Ungodly anger results when we are disinterested in God’s glory and our focus is on ourselves. It is self-willed and stubborn, seeking to gain advantage for the sake of self. For example, if  a man craves peace and quiet after a day’s work, then he will snap at his children when they quarrel and disturb his time with the remote control and diet Coke. Or if he craves the approval of others, believing that his standing with them is paramount to his success in life, then he will brood when he senses he has been shunned or criticized.

The fruit of this sort of anger is always punitive, divisive, and cruel. Oftentimes it is intended to control in order to get one's way. It is self-centered, rooted in pride, and devoid of concern for others.  The results: embittered children, lost jobs, frightened employees, ruined friendships, health problems, broken relationships, and more. Ungodly anger perpetuates itself. Its expression only reinforces the underlying beliefs and desires that fuel it.

Blame shifting, brooding, carping criticism, pouting, sarcasm, judgmentalism, cutting words, cursing, grumbling, negativism, manipulation, whining, complaining—all these are forms of expression of anger—all of which the Bible condemns.

With all this said, the Bible is clear that ungodly anger does not accomplish God’s righteous purposes (James 1:20), but instead is actually against Him. Jesus equates anger in our hearts as murder, because its intention is the destruction of the person that stands in our way (Matthew 5:21, 22). We are warned to avoid the persons from whom we might be shaped by and learn such anger (Proverbs 22:24).  Though it can be learned, ungodly anger arises out of our hearts already saturated in rebellion and self-seeking (Mark 7:20-23).

What is a person to do with his anger? Here are a few key suggestions:

    • Ask heart-searching questions. What are my ruling desires and beliefs? Where is there entitlement? a lack of gratitude? Where have legitimate desires morphed into inordinate, ruling desires? Where is there unforgiveness and bitterness? Where have you set yourself up as judge? Jury? Executioner? Notice the more subtle forms of anger noted above. What do these reveal about your heart condition? Begin a journal. Write these down. Seek to know what the Bible says about these things.
    • Go to the Lord.

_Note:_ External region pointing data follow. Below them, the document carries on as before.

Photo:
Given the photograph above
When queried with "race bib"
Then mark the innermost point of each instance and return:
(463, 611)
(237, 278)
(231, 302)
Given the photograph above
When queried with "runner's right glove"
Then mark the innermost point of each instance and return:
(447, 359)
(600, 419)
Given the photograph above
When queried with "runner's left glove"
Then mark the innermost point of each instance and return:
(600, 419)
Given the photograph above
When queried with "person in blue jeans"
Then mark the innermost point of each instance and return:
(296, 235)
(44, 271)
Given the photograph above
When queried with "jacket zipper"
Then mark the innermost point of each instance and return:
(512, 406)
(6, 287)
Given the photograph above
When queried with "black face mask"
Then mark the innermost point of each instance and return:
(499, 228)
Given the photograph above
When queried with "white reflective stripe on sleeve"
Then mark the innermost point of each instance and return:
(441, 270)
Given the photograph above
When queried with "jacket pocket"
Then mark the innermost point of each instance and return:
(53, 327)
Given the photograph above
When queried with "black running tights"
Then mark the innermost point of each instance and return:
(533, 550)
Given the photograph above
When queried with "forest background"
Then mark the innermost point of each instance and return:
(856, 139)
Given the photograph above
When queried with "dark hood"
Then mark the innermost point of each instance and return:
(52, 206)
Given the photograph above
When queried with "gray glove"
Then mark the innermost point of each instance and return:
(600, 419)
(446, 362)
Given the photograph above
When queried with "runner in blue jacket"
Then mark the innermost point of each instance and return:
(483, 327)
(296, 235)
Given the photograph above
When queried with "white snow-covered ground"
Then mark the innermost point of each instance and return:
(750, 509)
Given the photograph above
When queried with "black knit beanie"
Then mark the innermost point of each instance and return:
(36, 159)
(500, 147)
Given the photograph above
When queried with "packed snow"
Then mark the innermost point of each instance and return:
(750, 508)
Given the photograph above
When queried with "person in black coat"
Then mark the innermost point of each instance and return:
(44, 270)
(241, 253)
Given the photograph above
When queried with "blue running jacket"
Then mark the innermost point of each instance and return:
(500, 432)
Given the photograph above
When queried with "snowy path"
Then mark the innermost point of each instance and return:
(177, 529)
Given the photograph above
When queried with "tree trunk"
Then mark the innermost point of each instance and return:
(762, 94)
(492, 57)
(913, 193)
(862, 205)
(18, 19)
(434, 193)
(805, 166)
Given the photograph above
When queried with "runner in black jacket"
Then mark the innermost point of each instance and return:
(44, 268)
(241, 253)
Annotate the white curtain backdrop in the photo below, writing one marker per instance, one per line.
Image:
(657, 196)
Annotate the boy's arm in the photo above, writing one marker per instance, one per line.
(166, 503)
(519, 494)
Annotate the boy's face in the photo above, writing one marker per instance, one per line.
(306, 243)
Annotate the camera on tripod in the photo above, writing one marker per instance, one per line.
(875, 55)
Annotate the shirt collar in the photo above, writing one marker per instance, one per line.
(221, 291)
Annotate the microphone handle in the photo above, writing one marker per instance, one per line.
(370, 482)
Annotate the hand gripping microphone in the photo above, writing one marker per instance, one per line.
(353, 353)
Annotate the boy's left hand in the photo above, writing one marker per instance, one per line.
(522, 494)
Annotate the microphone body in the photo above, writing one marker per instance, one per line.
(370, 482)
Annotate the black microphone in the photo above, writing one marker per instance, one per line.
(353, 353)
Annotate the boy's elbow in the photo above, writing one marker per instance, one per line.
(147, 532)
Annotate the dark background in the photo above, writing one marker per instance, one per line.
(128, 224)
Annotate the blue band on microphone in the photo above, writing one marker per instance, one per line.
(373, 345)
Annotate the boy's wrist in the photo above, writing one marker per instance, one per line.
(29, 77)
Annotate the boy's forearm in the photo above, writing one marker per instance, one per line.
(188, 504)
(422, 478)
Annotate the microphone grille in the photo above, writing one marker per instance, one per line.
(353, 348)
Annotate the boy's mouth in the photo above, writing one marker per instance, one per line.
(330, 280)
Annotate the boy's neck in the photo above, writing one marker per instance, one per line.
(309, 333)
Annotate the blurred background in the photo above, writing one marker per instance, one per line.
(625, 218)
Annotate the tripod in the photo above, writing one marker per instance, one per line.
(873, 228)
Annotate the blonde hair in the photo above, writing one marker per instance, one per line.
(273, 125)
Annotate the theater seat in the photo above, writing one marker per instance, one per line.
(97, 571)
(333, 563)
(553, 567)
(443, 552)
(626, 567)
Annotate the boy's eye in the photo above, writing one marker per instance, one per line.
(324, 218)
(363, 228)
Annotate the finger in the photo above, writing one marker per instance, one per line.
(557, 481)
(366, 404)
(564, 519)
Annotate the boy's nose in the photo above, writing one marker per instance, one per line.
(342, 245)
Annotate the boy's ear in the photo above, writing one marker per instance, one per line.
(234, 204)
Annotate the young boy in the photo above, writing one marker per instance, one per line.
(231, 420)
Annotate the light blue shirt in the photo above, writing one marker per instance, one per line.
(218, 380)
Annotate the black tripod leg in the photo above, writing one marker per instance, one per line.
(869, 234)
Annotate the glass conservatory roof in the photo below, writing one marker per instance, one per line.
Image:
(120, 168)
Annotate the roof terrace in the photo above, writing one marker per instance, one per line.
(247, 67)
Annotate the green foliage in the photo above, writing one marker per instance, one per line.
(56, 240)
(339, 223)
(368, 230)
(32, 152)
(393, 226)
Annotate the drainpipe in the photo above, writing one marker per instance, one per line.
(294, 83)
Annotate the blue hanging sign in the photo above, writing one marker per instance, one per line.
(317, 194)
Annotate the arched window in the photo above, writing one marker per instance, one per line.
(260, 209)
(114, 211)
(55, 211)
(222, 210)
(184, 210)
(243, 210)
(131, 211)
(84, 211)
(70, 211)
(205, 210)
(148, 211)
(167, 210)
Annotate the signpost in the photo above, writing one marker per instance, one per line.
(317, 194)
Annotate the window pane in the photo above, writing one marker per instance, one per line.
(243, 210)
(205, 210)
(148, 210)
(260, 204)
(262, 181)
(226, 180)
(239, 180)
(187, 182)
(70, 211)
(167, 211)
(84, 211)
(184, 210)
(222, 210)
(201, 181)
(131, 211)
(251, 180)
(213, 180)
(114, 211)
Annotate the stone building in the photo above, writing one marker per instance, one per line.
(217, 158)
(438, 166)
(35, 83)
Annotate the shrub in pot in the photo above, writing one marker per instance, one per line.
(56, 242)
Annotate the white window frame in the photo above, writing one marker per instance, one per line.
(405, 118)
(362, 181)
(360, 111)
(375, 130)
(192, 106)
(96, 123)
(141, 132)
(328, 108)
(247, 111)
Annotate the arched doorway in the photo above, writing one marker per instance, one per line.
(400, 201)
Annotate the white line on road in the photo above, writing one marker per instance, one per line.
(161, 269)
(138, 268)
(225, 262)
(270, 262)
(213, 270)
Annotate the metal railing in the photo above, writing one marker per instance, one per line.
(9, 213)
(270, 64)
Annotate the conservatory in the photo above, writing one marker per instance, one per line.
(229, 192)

Confess that you have displaced his glory and will for your own. Know that Christ provides forgiveness for and power over the sources and expressions of your ungodly anger. Ask him for help.
    • Confess to trusted others your struggle and need. Ask for prayer. Ask them to join you in watching over your heart on this issue. Be accountable to them. Ask them to tell you when they sense anger. 
    • Seek godly counsel for the issues that are underneath your anger. There may be particular issues of your heart that are stubborn in their resistance to be seen or changed. A godly, biblically-wise counselor could be of significant help. 
    • Be relentless in your pursuit of putting the sin of ungodly anger to death. Be at war with your anger and all that arouses it in ungodly ways. Make this a primary issue of your growth in the Lord. Stay after it!
    • Learn to treasure Christ above all things. Study the person of Christ. Pray to be conformed to him in all that he loves and all that he hates. See his anger aroused at the right things (Mark 3:5; 10:14). See his patience with you. See the holy wrath of God unleashed on Jesus for the payment of your sins. See his great love for you in the Cross. Sorrow, while be thankful, over the sin of your ungodly anger that was nailed to the cross. Rejoice in forgiveness. Learn to live in it by the power of the Spirit.

Below are more scriptures to read and book recommendations. Avail yourself of these. Know that the Lord joins you in this battle!

Further scripture reading:  Genesis 4:1-11; 39:1-20; Number  11:1-23; 12:1-15; Psalm 37:7-11; Ecclesiastes 7:8; Isaiah 9:12, 17, 21; 10:24-25; 13:3; Ezekiel 38:18-19; Matthew 5:21-22; Romans 12:17-19; Ephesians 4:26; James 1:19-20.

Suggested books: A Small Book about a Big Problem, by Ed Welch; Good and Angry, by David Powlison.